AWSTemplateFormatVersion: '2010-09-09'
Resources:
  CrossAccountRole:
    Type: 'AWS::IAM::Role'
    Properties:
      RoleName: MyCrossAccountRole
      AssumeRolePolicyDocument:
        Version: '2012-10-17'
        Statement:
          - Effect: Allow
            Principal:
              AWS:
                - 'arn:aws:iam::TRUSTED_ACCOUNT_ID:root'
            Action: 'sts:AssumeRole'
      ManagedPolicyArns:
        - 'arn:aws:iam::AWS_MANAGED_POLICY_ARN'
        - 'arn:aws:iam::ANOTHER_MANAGED_POLICY_ARN'

In this example:

• The RoleName property sets the name of the cross-account role to “MyCrossAccountRole”. You can change it as per your preference.
• The AssumeRolePolicyDocument specifies the trust policy allowing only the trusted account with the specified TRUSTED_ACCOUNT_ID to assume the role. Modify TRUSTED_ACCOUNT_ID to the actual AWS account ID or ARN of the trusted account.
• The ManagedPolicyArns property allows you to attach one or more managed policies to the role. The example includes two example ARNs (AWS_MANAGED_POLICY_ARN and ANOTHER_MANAGED_POLICY_ARN) that you can replace with the actual ARNs of the managed policies you want to attach.

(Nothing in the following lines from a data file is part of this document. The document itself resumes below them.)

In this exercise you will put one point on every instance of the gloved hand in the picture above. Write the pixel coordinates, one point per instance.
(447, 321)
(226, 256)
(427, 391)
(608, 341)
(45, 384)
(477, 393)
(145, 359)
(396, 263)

In the other account (the trusted account), you need to create an IAM policy that grants permissions to assume the cross-account role created in the trusting account. Here’s an example of CloudFormation code that you can run in the trusted account:

AWSTemplateFormatVersion: '2010-09-09'
Resources:
  CrossAccountAccessPolicy:
    Type: 'AWS::IAM::Policy'
    Properties:
      PolicyName: CrossAccountAccessPolicy
      PolicyDocument:
        Version: '2012-10-17'
        Statement:
          - Effect: Allow
            Action: 'sts:AssumeRole'
            Resource: 'arn:aws:iam::TRUSTING_ACCOUNT_ID:role/MyCrossAccountRole'
      Roles:
        - Ref: CrossAccountAccessRole
  CrossAccountAccessRole:
    Type: 'AWS::IAM::Role'
    Properties:
      RoleName: CrossAccountAccessRole
      AssumeRolePolicyDocument:
        Version: '2012-10-17'
        Statement:
          - Effect: Allow
            Principal:
              AWS:
                - 'arn:aws:iam::TRUSTED_ACCOUNT_ID:root'
            Action: 'sts:AssumeRole'

In this example:

• The CrossAccountAccessPolicy resource defines an IAM policy named “CrossAccountAccessPolicy” that allows the trusted account to assume the role created in the trusting account.
• The PolicyDocument specifies the permissions granted by the policy. In this case, it allows the trusted account to perform the sts:AssumeRole action on the role with the ARN 'arn:aws:iam::TRUSTING_ACCOUNT_ID:role/MyCrossAccountRole'. Modify TRUSTING_ACCOUNT_ID to the actual AWS account ID or ARN of the trusting account, and adjust the role ARN if you have customized the role name.
• The CrossAccountAccessRole resource creates a placeholder IAM role with the name “CrossAccountAccessRole” in the trusted account. The trusted account assumes this role to access resources in the trusting account.

Remember to replace the placeholder values and modify the code to fit your specific account IDs, role names, and any additional permissions or policies required.